The current business climate index published by Creditreform shows a mixed picture: Although the sentiment index for German SMEs improved slightly in autumn 2025, the situation remains tense. Many owner-ed Mittelstand companies report declining earnings, stagnant demand, and growing equity weaknesses. According to Creditreform, 17.6% of businesses stated that they had reduced staff – and this despite existing liquidity. At the same time, high energy and labor costs as well as persistent bureaucratic burdens are weighing heavily on companies. The impression is clear: The business model of many Mittelstand firms is caught in a double bind – operational pressure and structural weaknesses at the same time.
Why This Pressure Situation Is Dangerous
When earnings fall and investments are postponed at the same time, a critical situation emerges. Competitiveness erodes, modernization is delayed, and technological or organizational obsolescence becomes a real risk. Many companies are experiencing this directly – especially due to rising costs and uncertainty about future markets or supply chains. At the same time, the shortage of skilled workers intensifies the situation: Less staff or overloaded managers mean that strategic issues are pushed aside by day-to-day operations. The trap of “business as usual” is tempting, but dangerous. Those who fail to act now risk competitive disadvantages, loss of market share, and increased vulnerability to external shocks such as energy price fluctuations or international trade conflicts.

Building Resilience – The First Lever
In a business context, resilience does not mean eliminating all risks, but remaining capable of taking action despite uncertainty. This includes making decisions more quickly, breaking down silos, and setting clear priorities. Mittelstand companies that structure their organizations to react flexibly and with focus gain a real advantage. This does not require substantial investment – but it does require structural clarity and consistent management. Those who do not wait for large programmes but first create orientation can achieve immediate impact.
Sustainable Transformation as a Strategic Advantage
While resilience stabilises short-term room for manoeuvre, sustainable transformation ensures that the business model remains robust in the long term. In this context, sustainability means targeted cost and risk reduction, new market opportunities, increased efficiency, and more resilient value chains. Studies such as those by the Bertelsmann Foundation and the Fraunhofer Institute for Industrial Engineering show that companies combining sustainability and digitalisation gain clear competitive advantages.
The DZ Bank confirms this trend: A majority of Mittelstand companies expect improved image, product innovations, and cost reductions from sustainable transformation; 38% explicitly see it as an opportunity to win new customers.

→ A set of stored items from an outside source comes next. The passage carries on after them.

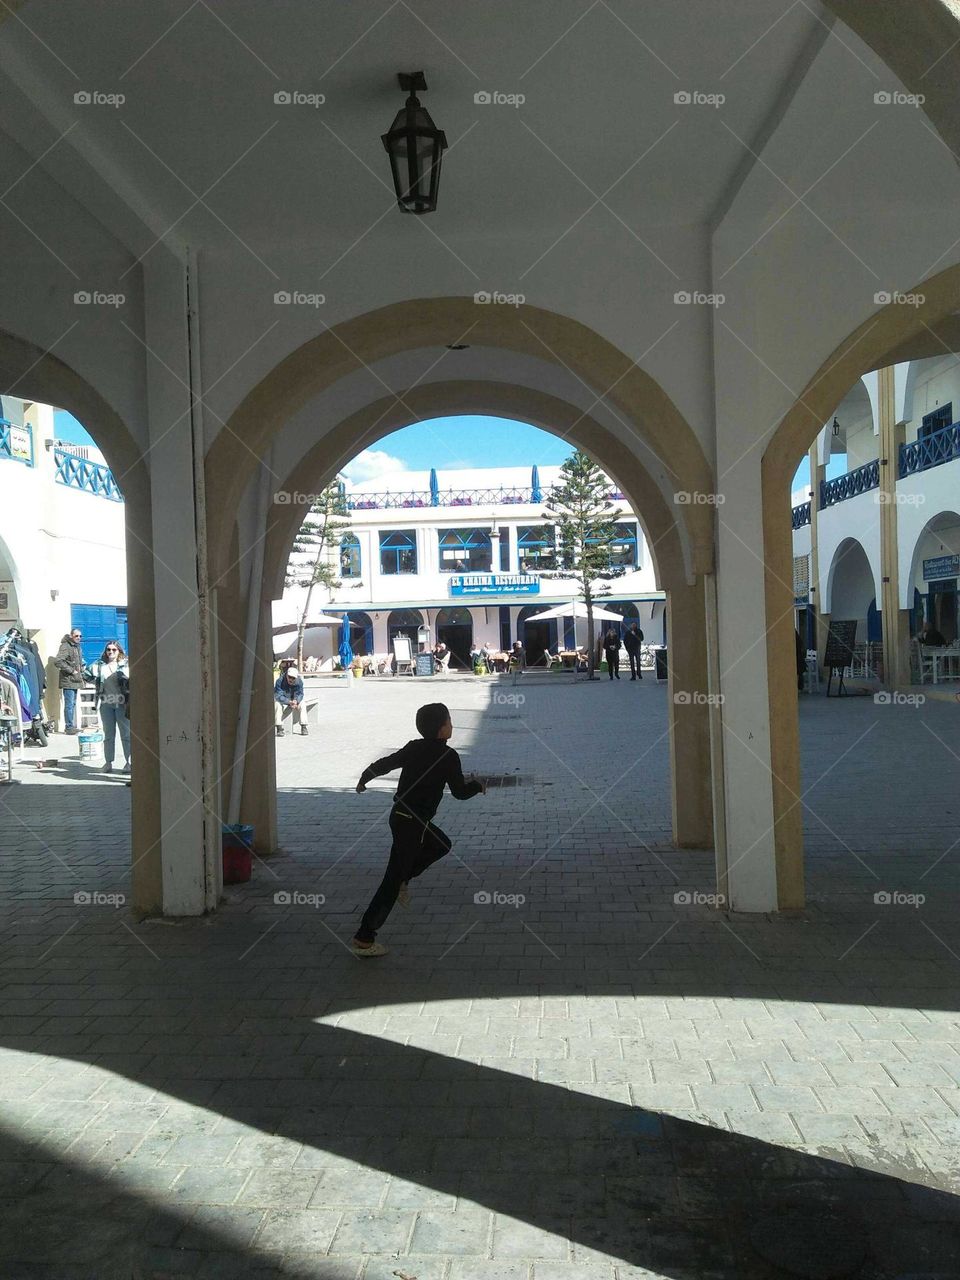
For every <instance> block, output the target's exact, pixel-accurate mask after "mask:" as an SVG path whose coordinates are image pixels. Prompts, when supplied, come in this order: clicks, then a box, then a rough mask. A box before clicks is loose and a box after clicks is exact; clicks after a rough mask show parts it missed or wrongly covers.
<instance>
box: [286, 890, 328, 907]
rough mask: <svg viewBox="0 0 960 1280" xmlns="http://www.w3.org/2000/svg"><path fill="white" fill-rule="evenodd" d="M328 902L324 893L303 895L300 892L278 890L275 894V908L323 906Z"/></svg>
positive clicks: (312, 893)
mask: <svg viewBox="0 0 960 1280" xmlns="http://www.w3.org/2000/svg"><path fill="white" fill-rule="evenodd" d="M325 902H326V897H325V895H324V893H302V892H301V891H300V890H297V888H293V890H289V888H278V890H276V892H275V893H274V905H275V906H312V908H314V910H316V908H317V906H323V905H324V904H325Z"/></svg>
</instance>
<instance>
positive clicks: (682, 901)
mask: <svg viewBox="0 0 960 1280" xmlns="http://www.w3.org/2000/svg"><path fill="white" fill-rule="evenodd" d="M673 905H675V906H726V905H727V899H726V896H724V895H723V893H704V892H701V891H700V890H699V888H678V890H677V892H676V893H675V895H673Z"/></svg>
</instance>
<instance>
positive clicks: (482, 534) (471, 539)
mask: <svg viewBox="0 0 960 1280" xmlns="http://www.w3.org/2000/svg"><path fill="white" fill-rule="evenodd" d="M492 554H493V553H492V547H490V530H489V529H442V530H440V572H442V573H489V572H490V568H492V563H493V561H492Z"/></svg>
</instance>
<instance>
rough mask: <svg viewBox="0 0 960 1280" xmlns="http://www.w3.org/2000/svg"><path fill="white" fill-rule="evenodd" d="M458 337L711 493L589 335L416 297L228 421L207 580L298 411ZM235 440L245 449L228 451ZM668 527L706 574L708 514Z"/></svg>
mask: <svg viewBox="0 0 960 1280" xmlns="http://www.w3.org/2000/svg"><path fill="white" fill-rule="evenodd" d="M467 332H468V333H470V343H471V346H474V347H490V348H495V349H508V351H513V352H517V353H525V355H529V356H531V357H535V358H536V360H539V361H543V362H544V364H547V365H548V366H549V365H553V366H556V367H557V369H563V370H567V371H570V372H572V374H573V375H575V376H576V378H579V379H580V380H581V381H582V383H584V384H585V385H586V387H589V388H593V389H595V394H596V401H598V402H599V401H607V402H609V404H611V406H612V407H613V410H614V411H616V412H617V413H618V415H622V416H623V419H625V420H626V421H627V422H628V424H630V426H631V430H632V431H634V433H635V434H636V436H637V439H639V440H643V442H644V443H645V444H646V445H648V447H649V448H650V449H652V451H653V453H654V454H655V456H657V457H658V458H660V460H662V462H663V465H664V466H666V467H667V468H668V472H669V475H671V480H672V483H673V484H675V489H676V490H689V492H703V493H710V492H712V485H713V480H712V468H710V466H709V463H708V462H707V458H705V456H704V452H703V449H701V447H700V444H699V442H698V439H696V436H695V434H694V431H692V429H691V428H690V425H689V424H687V421H686V420H685V419H684V416H682V415H681V413H680V411H678V410H677V407H676V406H675V404H673V402H672V399H671V398H669V397H668V396H667V393H666V392H664V390H663V389H662V388H660V385H659V383H657V381H655V379H653V378H652V376H650V375H649V374H646V372H645V371H644V370H641V369H640V367H639V366H637V365H636V364H635V362H634V361H632V360H631V358H630V357H628V356H627V355H626V353H625V352H622V351H620V349H618V348H617V347H614V346H613V344H612V343H609V342H608V340H607V339H604V338H602V337H600V335H599V334H598V333H595V332H594V330H591V329H589V328H588V326H585V325H582V324H580V323H579V321H576V320H572V319H570V317H568V316H562V315H558V314H556V312H550V311H543V310H540V308H538V307H529V306H522V307H477V306H476V305H475V302H474V300H472V298H416V300H411V301H407V302H399V303H393V305H390V306H387V307H381V308H379V310H376V311H371V312H367V314H365V315H361V316H356V317H353V319H352V320H347V321H344V323H343V324H340V325H337V326H335V329H330V330H326V332H324V333H321V334H319V335H317V337H316V338H312V339H310V340H308V342H306V343H303V344H302V346H301V347H298V348H297V349H296V351H293V352H291V355H289V356H287V357H285V358H284V360H282V361H280V362H279V364H278V365H276V366H275V367H274V369H273V370H271V371H270V372H269V374H268V375H266V376H265V378H262V379H261V381H260V383H259V384H257V385H256V387H255V388H253V389H252V390H251V392H250V393H248V394H247V396H246V397H244V399H243V401H242V402H241V404H239V406H238V407H237V408H236V410H234V412H233V413H232V415H230V419H229V421H228V422H227V426H225V429H224V430H221V431H220V434H219V435H218V438H216V440H215V442H214V444H212V447H211V448H210V451H209V453H207V458H206V485H207V490H206V492H207V500H209V538H210V557H211V570H212V575H214V579H216V575H218V572H219V567H220V566H225V564H228V563H229V561H228V559H227V557H228V554H229V544H230V538H232V527H233V522H234V517H236V512H237V509H238V506H239V503H241V499H242V495H243V490H244V488H246V486H247V484H248V481H250V479H251V476H252V475H253V474H255V471H256V467H257V458H259V457H262V456H264V453H265V452H266V449H268V448H269V445H270V442H271V439H273V438H274V436H275V435H276V434H278V431H279V430H280V429H282V428H283V425H284V424H285V422H287V421H288V420H289V419H291V417H292V416H293V415H294V413H296V412H297V411H298V410H300V408H302V407H303V406H305V404H307V403H308V402H310V401H311V399H312V398H315V397H316V396H319V394H321V393H323V392H324V390H325V389H328V388H330V387H333V385H334V384H335V383H337V381H339V379H342V378H346V376H347V375H348V374H352V372H355V371H357V370H358V369H370V367H371V366H372V365H375V364H376V362H378V361H380V360H383V358H385V357H388V356H393V355H398V353H403V352H412V351H415V349H420V348H439V349H440V351H443V349H444V348H445V347H447V346H448V344H449V343H451V340H452V337H451V335H457V334H466V333H467ZM488 411H489V410H488ZM447 412H449V411H447ZM398 416H399V415H398ZM381 434H384V433H381ZM237 439H241V440H243V442H244V444H246V445H247V448H246V449H237V447H236V440H237ZM621 449H622V445H621ZM677 520H678V521H680V522H681V524H682V527H684V531H685V536H687V538H689V543H690V559H691V562H692V566H694V568H692V572H698V573H699V572H709V571H710V570H712V566H713V524H712V518H710V515H709V512H708V511H707V508H705V507H704V506H698V504H690V506H686V507H684V508H682V509H681V511H678V513H677Z"/></svg>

A vivid example is the J. Schmalz GmbH from Glatten in the northern Black Forest. The family-owned company with around 1,200 employees consistently focuses on resource-efficient processes, in-house renewable electricity generation at its headquarters, and a future-oriented product strategy in the field of sustainable automation technology. Schmalz demonstrates that sustainability is not just an ecological ambition but a value-creating driver of business strategy.

How Mittelstand Companies Can Act Now
Getting started begins with a clear analysis: Where are the vulnerabilities of the business model – for example dependence on individual customers, structural cost blocks, or rigid processes? This is followed by prioritising the most effective levers. These may include focusing on a particularly profitable product with service expansion potential or optimising a resource-intensive process. In parallel, the sustainable component can be integrated – for example through efficiency improvements, a differentiating service model, or a pilot project in circular economy. This creates a double effect: The organisation becomes more resilient and the business model more future-proof. A pragmatic approach is crucial – start small, learn quickly, adapt flexibly. Large programmes can follow once the foundations are stable.
Conclusion
Operational and structural pressures on the Mittelstand are increasing – but this is no reason for resignation. Companies that now set up their organisation with resilience and view sustainability as a strategic lever have the opportunity to emerge stronger from this phase. The crisis can thus become not only a burden but a turning point – if companies act consistently and strategically. Those who take the first step today secure their ability to act and lay the foundation for a sustainable competitive position.